The Fine Arts Department at the American Samoa Community College (ASCC) presented its student showcase for the spring 2023 semester with a production of the short play “Lefusina” on May 3rd. “Lefusina”, written by former ASCC faculty member Dr. Sybil Johnson, combined drama, song and dance to tell a story not unlike a Western fairytale, but from a decidedly Samoan angle. The ensemble performing the work combined students from this semester’s Speech, Drama and Music classes, under the direction of Fine Arts chairman Kuki Tuiasosopo, with assistance from Art facilitator Regina Meredith-Fitiao and Music instructor Leagatonu Loretta Puaauli.
Performed in the College’s Lecture Hall to a capacity audience, “Lefusina” delighted those in attendance with its mixture of Western and traditional Samoan performance elements. The play also reflects the Fine Arts Department’s intentions to showcase more material with a Samoan or Pacific emphasis. “In the past, our students have applied their talents to stage productions based on Broadway musicals,” reflected Tuiasosopo, “but we feel it’s time to give them more exposure to the artistic expression being produced by Samoans and other Pacific islanders in the field of drama, as well as visual arts and music. The idea we’d like to instill is that life in our country and our region deserves expression through just as much as anything being done in the rest of the world.”
The Fine Art Department’s staging of “Lefusina” follows-through, thematically speaking, from its showcase production last semester, which was a performance piece staged in December 2022 to accompany the event “U’A: A Visual Exhibition Performance”, a celebration of the historical legacy and ongoing cultural significance of siapo. The December event featured not only a siapo exhibition, but also an original musical play written by Meredith-Fitiao in collaboration with Tuiasosopo and Puaauli, and performed by Fine Arts students. In the play, set 100 years from now, two ASCC students meet at a museum to go through a box of siapo and related artifacts, and with each item they take out, something magical happens. “One interpretation of the play might be that the magic that happens with art represents the beliefs, hopes and dreams of our culture, which are meant to be preserved and re-discovered,” offered Tuiasosopo.
The success, in both artistic and educational terms, of the “U’A” and “Lefusina” productions have informed the Fine Arts Department’s decision to keep its focus on works that explore life and culture in Samoa and the Pacific. While some might assume that Samoan and Pacific-oriented works are few and far between, Tuiasosopo emphasized how this is far from true. “There are materials out there for more Samoan-themed theatrical productions,” he explained. “Samoan writers like Albert Wendt and Sia Figiel have written theatrical pieces with Samoan themes. The late John Kneubuhl had his groundbreaking work ‘Think of A Garden,’ another piece we could do. Dr. Sybil Johnson is continuing to adapt Samoan legends for the stage. There are also plays that have more of a trans-regional slant, such as ‘The Last Virgin in Paradise’ by Vilsoni Hereniko.”

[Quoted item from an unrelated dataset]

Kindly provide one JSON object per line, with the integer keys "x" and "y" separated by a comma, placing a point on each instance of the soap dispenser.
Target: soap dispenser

Tuiasosopo further suggested that the Fine Arts Department could provide a resource that encourages original work. “I myself have thought of writing a musical piece based on Samoan modern history,” he shared, “but I’ll get back to you on that. For now, there’s a lot of material out there that perhaps our people are not aware of, even though it may be quite well known in other areas of the Pacific. Having that said, I believe we should recognize Samoan and even non-Samoan playwrights who bring Samoan themes and perspectives to the theater. Speaking as Fine Arts chairman, for me t’s an honor watching these works come to life on stage, and I know it’s a valuable educational experience for our own talented and gifted students.”
ASCC President Dr. Rosevonne Pato has expressed her support of the Fine Arts Department’s intentions to continue exploring the artistic resources offered by Samoan and Pacific artists. Following the production of “Lefusina”, the ASCC President publicly thanked via official memo Tuiasosopo, the Fine Arts faculty and its students for a successful production despite the disruption to their rehearsal schedule caused by the late April measles lockdown. “The play was a great outcome to witness,” wrote Dr. Pato, “especially knowing how resilient and flexible our students were in adjusting their time of preparation with the closure of classes last week. This truly shows how talented and resourceful our students can be. The presentation also marks an achievement of the ASCC mission of integrating our language and culture into our curriculum and the student learning experience!”